Reflecting on Non-Violence

“I need to set myself to the study of non-violence, with thoroughness. The complete, integral practice of it in community life.”

—Thomas Merton, Journal, 21 August 1962

Autumn. It has been almost four months since I made a decision to change the way that I live, and I feel happier now than at any other time in my life. I rise earlier in the morning (around 6 o’clock) to read and watch the sunrise. I go cycling or running almost every day, rain or shine. I have also become a regular visitor to my local library, which has a wonderful selection of books on every conceivable topic. At the moment, I am spending my days writing, looking for part-time work, and nourishing myself with healthy and delicious food.

I continue to find international news events troubling. I was saddened to hear about the most recent American mass shooting in Las Vegas, which took the lives of over fifty people and injured over five hundred. Someone who attended my wedding was at the event, and while she managed to escape she knew people who were shot. Other family members also know friends and colleagues who were in attendance that day, including some who were killed.

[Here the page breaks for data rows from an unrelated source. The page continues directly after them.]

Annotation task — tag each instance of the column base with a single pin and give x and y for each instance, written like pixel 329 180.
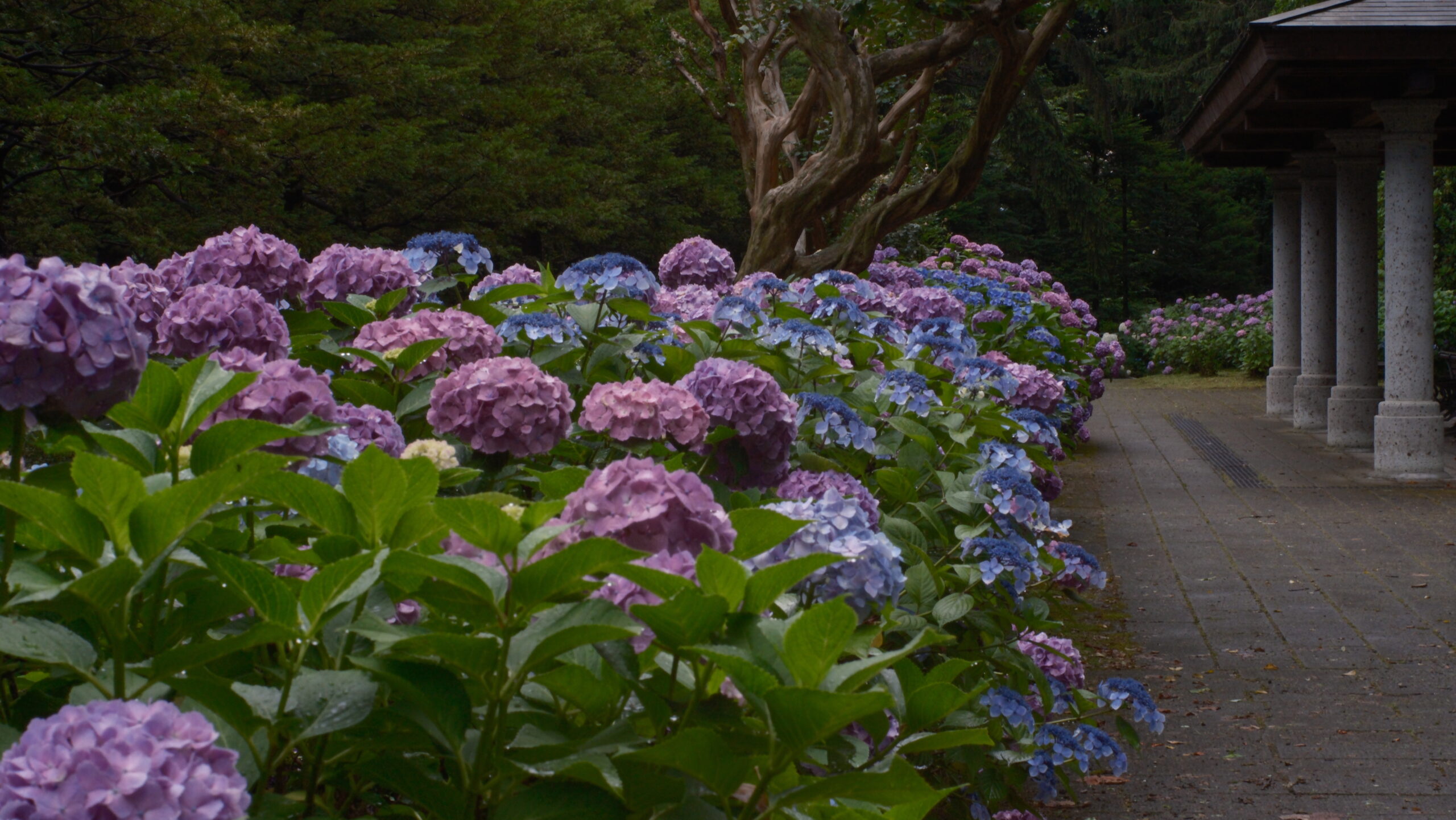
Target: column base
pixel 1312 399
pixel 1351 415
pixel 1279 391
pixel 1408 440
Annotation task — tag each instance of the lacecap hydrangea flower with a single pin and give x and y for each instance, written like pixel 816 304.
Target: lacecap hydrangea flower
pixel 868 579
pixel 246 257
pixel 647 507
pixel 367 426
pixel 696 261
pixel 68 339
pixel 425 251
pixel 216 316
pixel 341 270
pixel 610 274
pixel 813 485
pixel 650 411
pixel 1056 657
pixel 503 405
pixel 121 759
pixel 747 398
pixel 283 394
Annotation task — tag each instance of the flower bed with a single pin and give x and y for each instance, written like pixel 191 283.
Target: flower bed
pixel 1203 335
pixel 392 534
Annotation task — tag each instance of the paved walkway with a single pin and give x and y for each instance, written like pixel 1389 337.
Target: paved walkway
pixel 1298 620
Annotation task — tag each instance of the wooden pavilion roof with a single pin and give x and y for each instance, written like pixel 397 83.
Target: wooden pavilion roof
pixel 1318 69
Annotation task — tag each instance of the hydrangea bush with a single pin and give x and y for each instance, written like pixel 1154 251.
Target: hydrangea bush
pixel 392 534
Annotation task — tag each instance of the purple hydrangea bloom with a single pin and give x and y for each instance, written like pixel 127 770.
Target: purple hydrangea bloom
pixel 68 339
pixel 367 426
pixel 283 394
pixel 120 759
pixel 341 270
pixel 503 405
pixel 812 485
pixel 1036 388
pixel 216 316
pixel 1056 657
pixel 692 302
pixel 250 258
pixel 696 261
pixel 868 579
pixel 746 398
pixel 921 303
pixel 644 411
pixel 647 507
pixel 471 339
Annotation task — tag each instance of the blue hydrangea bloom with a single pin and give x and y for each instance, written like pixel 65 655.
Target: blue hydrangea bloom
pixel 1043 335
pixel 909 391
pixel 1117 691
pixel 1005 702
pixel 838 308
pixel 614 274
pixel 1064 745
pixel 536 327
pixel 1100 745
pixel 739 311
pixel 868 579
pixel 839 423
pixel 1001 555
pixel 341 448
pixel 801 334
pixel 1002 455
pixel 424 251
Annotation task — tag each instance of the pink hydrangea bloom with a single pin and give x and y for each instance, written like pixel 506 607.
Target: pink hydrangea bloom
pixel 503 405
pixel 646 411
pixel 214 316
pixel 921 303
pixel 246 257
pixel 341 270
pixel 283 394
pixel 696 261
pixel 647 507
pixel 812 485
pixel 746 398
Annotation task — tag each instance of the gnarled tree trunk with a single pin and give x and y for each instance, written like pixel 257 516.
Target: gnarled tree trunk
pixel 810 213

The shooting occurred on the first day of October. The next day, I spent an hour or more watching footage and witness accounts broadcast on various channels. I then picked up my coat and went walking. The second of October is traditionally known as the International Day of Non-Violence, a day inaugurated by the United Nations General Assembly ten years ago (June 2007). The second of October is significant since it marks the birthday of non-violence advocate and political activist Mahatma Gandhi. As I passed along Lloyd George Avenue, I saw that a new statue of the civil rights leader was being unveiled. The likeness struck me as a potent and inspiring reminder of human potential in the face of inestimable odds, and, moreover, a testament to the importance of kindness and compassion in these troubled times.

I went home and spent some time reading Thomas Merton.

2 Comments

  1. Sad, also, that Gandhi is a rather conflicted figure; I’ve been shocking friends, for twenty years, with the well-documented evidence that MKG was quite racist (whites on top, Indians in the middle, blacks on bottom was his basic worldview and he served for the Boers, in 1906, in the suppressing of the Zulu rebellion, to prove it)… not to mention that he killed his wife by denying her the “western medicine” that he himself resorted to, later, when his own life was on the line. Black (South) Africans generally have a very different of MKG than we of “The West”..

    As a WOC (writer of color), I’m always amazed that a genuine non-racist like John Lennon could be (largely posthumously) attacked for writing the great equal rights anthem “Woman is the N—– of the World”… while MKG retains his sainthood despite his documented view of African “natives” as being slightly better than beasts. And don’t get me started on Lincoln (again: his own words are damning)! Many “heroes” are false. We should always question the Media’s (and the school system’s) motives for these deceptions.

    Re: the latest massacre: American society is quite obviously sick; I expatriated for a reason. One such massacre means only that the gunman is deranged; hundreds of such massacres in a ten year period indicts the culture. We haven’t been back, to visit, since 2005 and don’t intend to!